Kühlkörper-Basisdicke: Spreizwiderstand erklärt
Kurze Antwort: Die Kühlkörper-Basisdicke steuert den Spreizwiderstand – den Nachteil, der entsteht, wenn Wärme von einer kleinen Quelle in ein viel größeres Rippenfeld gezwungen wird. Zu dünn, und die Basis kann Wärme nicht seitlich verteilen, sodass äußere Rippen unterversorgt bleiben; zu dick, und Sie fügen Wärmeleitwiderstand plus Masse hinzu, ohne eine bessere Verteilung zu erreichen. Für eine typische 20–40 mm Quelle auf einer Aluminiumbasis liegt der Optimalbereich normalerweise bei 4–8 mm, wobei Kupferbasen oft 30–50 % dünner für die gleiche Verteilung sind. Die richtige Zahl hängt von Quellengröße, Basisfläche, Wärmestromdichte und Luftströmung ab, daher sollte sie berechnet und nicht kopiert werden. BQUQ bearbeitet Basen auf ±0,005 mm und bietet kundenspezifische Kühlkörper in 12 Arbeitsstunden an.
Was Spreizwiderstand tatsächlich ist
Jeder Kühlkörper hat ein Wärmeleitwiderstandsnetzwerk. Wärme verlässt den Die oder das Bauteil, durchquert das Wärmeleitmaterial, tritt in die Basisplatte ein, verteilt sich seitlich durch die Basis, wandert dann die Rippen hinauf und schließlich in die Luft. Die meisten Ingenieure dimensionieren den Rippenstapel sorgfältig und behandeln die Basis dann als passive Platte. Genau hier gehen Designs schief.
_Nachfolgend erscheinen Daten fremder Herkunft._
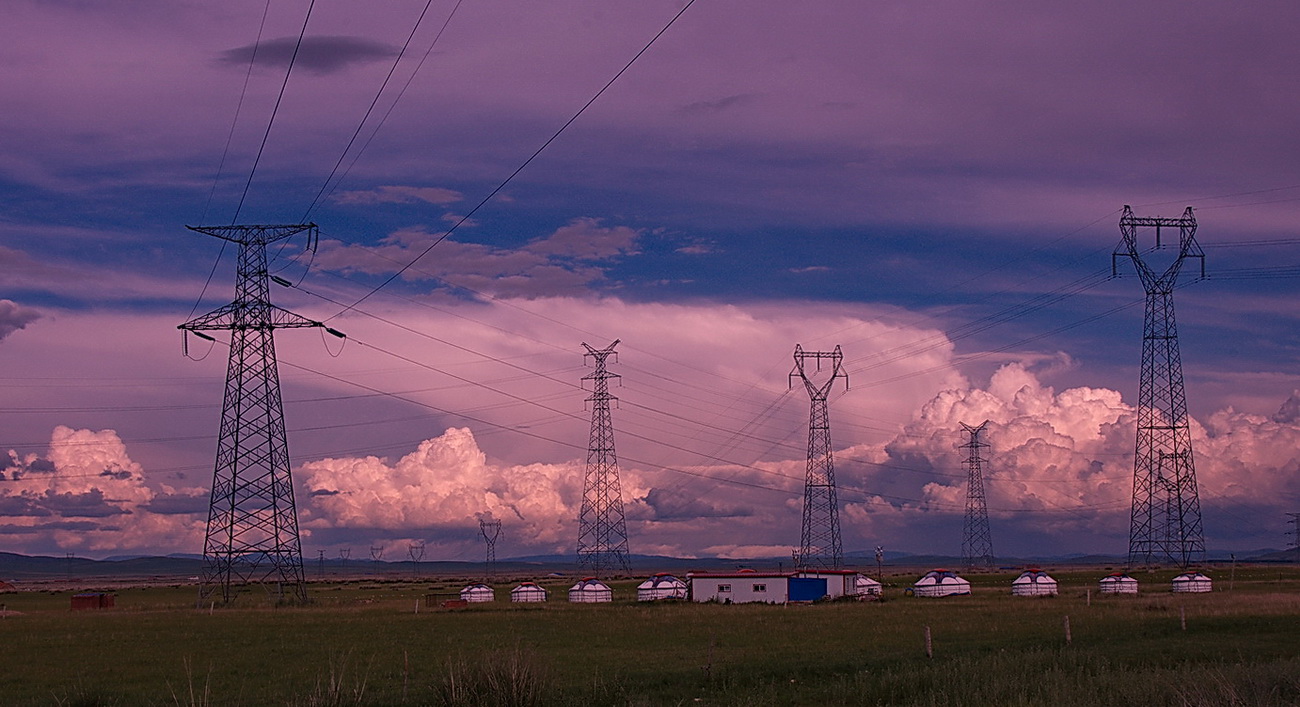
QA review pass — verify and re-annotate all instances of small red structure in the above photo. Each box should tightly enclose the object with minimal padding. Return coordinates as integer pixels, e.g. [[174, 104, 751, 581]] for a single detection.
[[73, 591, 116, 611]]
Spreizwiderstand ist der zusätzliche Widerstand, der entsteht, wenn Wärme seitlich durch das Basismaterial wandern muss, um Rippen zu erreichen, die nicht direkt über der Quelle liegen. Wenn Ihre Wärmequelle 15 mm × 15 mm groß ist und Ihre Kühlkörper-Grundfläche 80 mm × 80 mm, liegen etwa 96 % der Basisfläche nicht im direkten Wärmeleitungspfad. Die Wärme muss sich seitlich auffächern, und dieses Auffächern ist nicht kostenlos.
Der gesamte Basisbeitrag ist daher:
R_base = R_1D + R_spread
Wobei R_1D die einfache eindimensionale Wärmeleitung durch die Basisdicke ist (t / (k × A_source)) und R_spread der laterale Spreizterm. R_1D wächst linear mit der Dicke. R_spread fällt mit zunehmender Dicke, jedoch mit stark abnehmendem Nutzen. Die optimale Dicke ist dort, wo die Summe minimal ist – und dieses Minimum ist normalerweise flacher, als man erwartet.
Warum dünne Basen versagen
Eine 2 mm Aluminiumbasis unter einem 25 mm quadratischen IGBT-Footprint sieht auf dem Papier effizient aus: kurzer Wärmeleitungspfad, geringe Masse. In der Praxis kann die Basis die Wärme nicht zu den Ecken des Kühlkörpers bewegen. Die mittleren Rippen laufen heiß, die äußeren Rippen laufen kühl, und die effektive Rippenfläche, für die Sie bezahlt haben, ist verschwendet. Gemessene Gehäusetemperaturen können 8–15 °C höher sein als eine Simulation, die eine isotherme Basis annimmt.
Warum sehr dicke Basen ebenfalls versagen
15 mm Aluminium erhöhen Masse, Kosten, Bearbeitungszeit und – entscheidend – den 1D-Wärmeleitungswiderstand. Aluminium leitet mit etwa 200 W/m·K, sodass jeder zusätzliche Millimeter Basis unter einer 25 mm Quelle etwa 0,008 °C/W kostet. Das klingt trivial, aber bei 100 W sind das 0,8 °C reiner Verlust, und es bringt fast keine zusätzliche Verteilung, sobald die Basis bereits dick genug ist.
Die optimale Basisdicke: Eine praktische Tabelle
Die folgende Tabelle gibt indikative optimale Basisdicken für Aluminium (k ≈ 200 W/m·K) und Kupfer (k ≈ 390 W/m·K) an, unter der Annahme einer einzelnen zentralen Quelle und einer Basisgrundfläche vom 2,5- bis 4-fachen der Quellenabmessung. Betrachten Sie diese als Ausgangspunkte für die Simulation, nicht als Spezifikationen.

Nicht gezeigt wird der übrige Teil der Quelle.